Skip to main content.
home | support | download

Back to List Archive

Trying indexing Excel files with XLtoHTML

From: Bucharow Leonard <Leonard.Bucharow(at)not-real.DLE-M.Bayern.de>
Date: Thu Aug 21 2003 - 08:12:38 GMT
Hi Bill and those people indexing MS-Excel files,

first thanks Bill for help with proxy server, it works fine now with
test_url callback function (I was too lazy to setting up LWP:UserAgent :-)).
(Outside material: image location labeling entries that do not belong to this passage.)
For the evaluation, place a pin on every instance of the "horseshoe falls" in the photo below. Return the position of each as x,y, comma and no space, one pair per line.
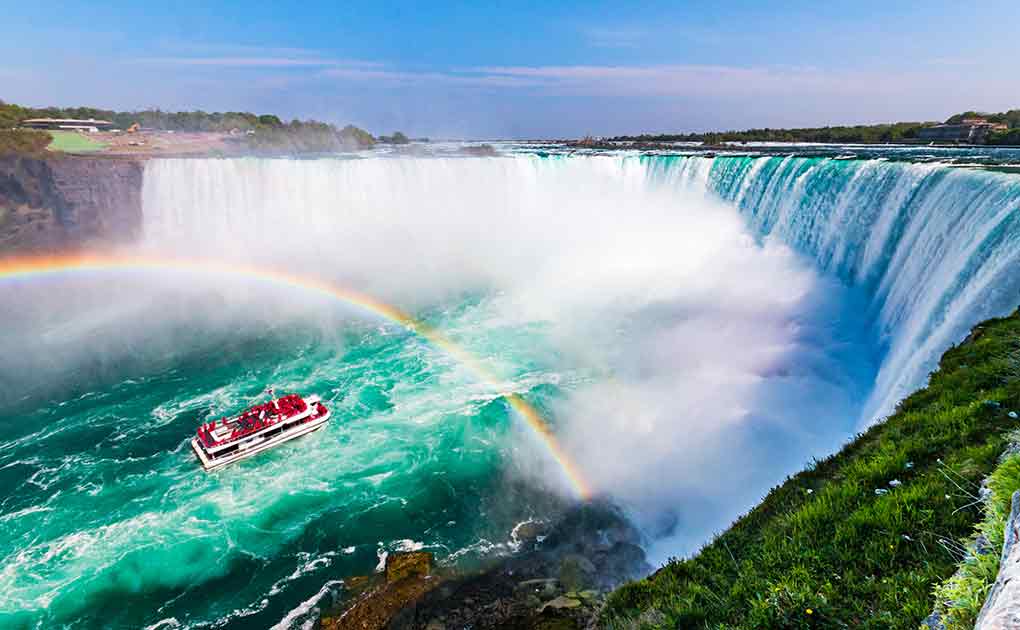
694,328
934,248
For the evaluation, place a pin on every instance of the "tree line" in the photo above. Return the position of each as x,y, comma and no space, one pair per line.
860,134
261,132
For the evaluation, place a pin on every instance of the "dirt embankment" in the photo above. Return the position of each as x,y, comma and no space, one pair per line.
61,203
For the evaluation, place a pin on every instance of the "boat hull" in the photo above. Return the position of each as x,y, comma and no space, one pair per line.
257,447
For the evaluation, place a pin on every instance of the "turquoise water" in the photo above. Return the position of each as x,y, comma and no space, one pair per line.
108,521
664,312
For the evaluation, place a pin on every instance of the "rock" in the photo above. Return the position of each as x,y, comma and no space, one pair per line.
560,602
528,531
402,565
576,572
1002,608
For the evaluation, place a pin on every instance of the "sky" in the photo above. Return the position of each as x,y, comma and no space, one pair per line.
521,69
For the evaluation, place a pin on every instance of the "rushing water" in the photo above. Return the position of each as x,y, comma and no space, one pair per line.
650,306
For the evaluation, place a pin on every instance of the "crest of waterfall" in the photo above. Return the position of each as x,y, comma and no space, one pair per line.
935,247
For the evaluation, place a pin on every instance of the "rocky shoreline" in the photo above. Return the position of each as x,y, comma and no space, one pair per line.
557,581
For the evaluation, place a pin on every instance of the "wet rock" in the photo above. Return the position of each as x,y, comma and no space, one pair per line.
403,565
560,602
1002,608
577,573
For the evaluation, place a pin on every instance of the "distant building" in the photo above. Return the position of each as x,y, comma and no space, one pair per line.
78,124
968,130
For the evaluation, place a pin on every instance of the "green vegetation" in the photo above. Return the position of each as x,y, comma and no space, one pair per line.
960,598
72,142
863,538
1011,117
1010,138
872,134
866,134
261,133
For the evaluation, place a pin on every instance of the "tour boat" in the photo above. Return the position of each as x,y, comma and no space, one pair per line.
260,427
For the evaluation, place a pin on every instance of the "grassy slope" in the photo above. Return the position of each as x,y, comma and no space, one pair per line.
72,142
824,549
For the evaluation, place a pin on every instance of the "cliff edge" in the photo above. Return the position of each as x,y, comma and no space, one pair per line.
64,203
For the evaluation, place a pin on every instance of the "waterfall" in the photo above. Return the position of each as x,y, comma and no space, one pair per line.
935,248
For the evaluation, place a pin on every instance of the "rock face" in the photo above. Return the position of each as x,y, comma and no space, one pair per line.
400,566
65,203
1002,609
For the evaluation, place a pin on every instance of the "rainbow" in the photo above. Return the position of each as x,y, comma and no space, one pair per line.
30,267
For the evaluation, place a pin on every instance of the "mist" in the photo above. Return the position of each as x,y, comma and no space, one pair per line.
717,365
698,366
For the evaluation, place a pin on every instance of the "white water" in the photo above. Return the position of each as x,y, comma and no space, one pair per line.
720,361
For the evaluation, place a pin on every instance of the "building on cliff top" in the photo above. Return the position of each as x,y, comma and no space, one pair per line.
78,124
969,130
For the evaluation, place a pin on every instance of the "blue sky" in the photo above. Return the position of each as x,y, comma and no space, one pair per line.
522,69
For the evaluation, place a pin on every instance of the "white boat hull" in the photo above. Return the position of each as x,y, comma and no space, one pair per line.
255,447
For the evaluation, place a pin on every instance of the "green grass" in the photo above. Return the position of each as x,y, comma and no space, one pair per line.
960,598
72,142
825,550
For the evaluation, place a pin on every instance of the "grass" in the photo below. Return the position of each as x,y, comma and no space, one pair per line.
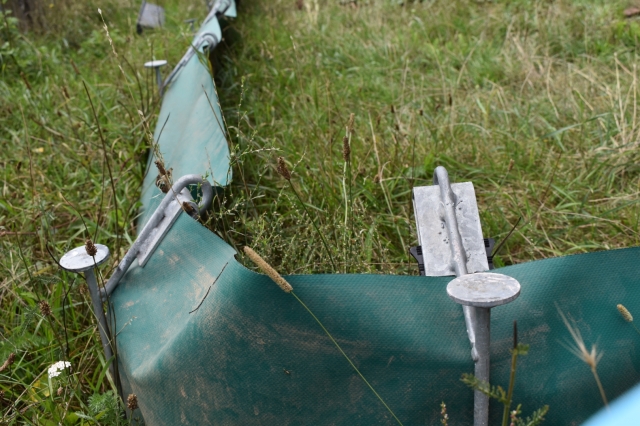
533,101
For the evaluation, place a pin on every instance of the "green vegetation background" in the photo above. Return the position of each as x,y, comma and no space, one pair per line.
533,101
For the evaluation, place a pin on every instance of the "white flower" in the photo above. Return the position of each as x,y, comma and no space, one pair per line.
57,368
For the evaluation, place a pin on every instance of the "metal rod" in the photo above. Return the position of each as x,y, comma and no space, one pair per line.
482,364
441,178
475,321
98,310
127,260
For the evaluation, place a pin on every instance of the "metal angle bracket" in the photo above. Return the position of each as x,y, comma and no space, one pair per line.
159,224
438,207
171,213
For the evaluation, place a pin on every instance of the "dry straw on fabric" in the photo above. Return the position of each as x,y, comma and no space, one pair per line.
625,313
267,269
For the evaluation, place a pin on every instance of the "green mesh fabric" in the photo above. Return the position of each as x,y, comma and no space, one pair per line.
190,131
251,355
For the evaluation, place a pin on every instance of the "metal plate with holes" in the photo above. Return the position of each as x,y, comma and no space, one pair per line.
151,15
171,213
432,229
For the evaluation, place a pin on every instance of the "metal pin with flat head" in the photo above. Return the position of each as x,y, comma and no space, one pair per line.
79,261
480,292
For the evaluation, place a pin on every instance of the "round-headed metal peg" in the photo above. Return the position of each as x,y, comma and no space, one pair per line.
483,289
77,260
156,65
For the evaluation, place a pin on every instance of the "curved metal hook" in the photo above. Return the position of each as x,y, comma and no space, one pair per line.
156,218
208,39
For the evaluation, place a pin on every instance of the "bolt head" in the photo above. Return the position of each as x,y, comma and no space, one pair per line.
483,290
77,260
155,64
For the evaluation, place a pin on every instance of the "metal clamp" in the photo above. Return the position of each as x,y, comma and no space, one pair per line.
208,39
160,223
451,243
224,7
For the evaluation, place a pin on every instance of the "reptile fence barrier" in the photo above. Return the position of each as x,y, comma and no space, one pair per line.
202,340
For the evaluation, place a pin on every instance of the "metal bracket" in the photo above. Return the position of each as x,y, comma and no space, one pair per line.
159,224
440,208
208,39
451,243
416,252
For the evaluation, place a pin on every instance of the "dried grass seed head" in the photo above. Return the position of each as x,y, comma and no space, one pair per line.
8,362
592,357
283,170
625,313
346,149
45,309
267,269
350,123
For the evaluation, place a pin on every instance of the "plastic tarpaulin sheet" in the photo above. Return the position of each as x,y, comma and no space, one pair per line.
251,355
190,131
Now I'm trying to index .xls files. I've read few mails in the list, but
don't understand really yet.

I'm using SWISH-E 2.4.0-pr1 with -S prog and spider.pl

I've installed the following perl moduls:
- Spreadsheet::ParseExcel
- OLE::Storage_Lite (requiered by SpreadSheet)
- IO::Scalar (IO-stringy-2.108, requiered by OLE)
- HTML::Entities (HTML-Parser-3.31)

So I said I don't really understand what I'm doing but I've changed/added
the following code (similar to pdf() and doc() ) in the SpiderConfig.pl:
"
test_response   => sub {
            my $content_type = $_[2]->content_type;
            my $ok = grep { $_ eq $content_type } qw{application/pdf
application/msword application/vnd.ms-excel};

            # This might be used if you only wanted to index PDF files, yet
spider still spider.
            #$_[1]->{no_index} = $content_type ne 'application/pdf';

            return 1 if $ok;
            print STDERR "$_[0] wrong content type ( $content_type )\n";
            return;
        },

        filter_content  => [ \&pdf, \&doc, \&xls ], # , \&xls doesn't work
yet!!!
 },
"
"
use lib '/usr/local/swish-e/lib/swish-e/perl/SWISH/Filters';
use XLtoHTML;
sub xls {
   my ( $uri, $server, $response, $content_ref ) = @_;

   return 1 unless $response->content_type eq 'application/vnd.ms-excel';

   $$content_ref = ${XLtoHTML( $content_ref )};
   $$content_ref =~ tr/ / /s;

   # for logging counts
   $server->{counts}{'XLS transformed'}++;

   return 1;
}
"
and during indexing I've got the following error:
"
-Skipped http://localhost/test/excel.xls due to 'filter_content' user
supplied function #3 death 'Undefined subroutine &main::XLtoHTML called at
/usr/local/swish-e/conf/SpiderConfig.pl line 205.
"
What does it mean? What's wrong? Can this code actually work?

Thanks in advance
For any help appreciative
Leo
Received on Thu Aug 21 08:13:14 2003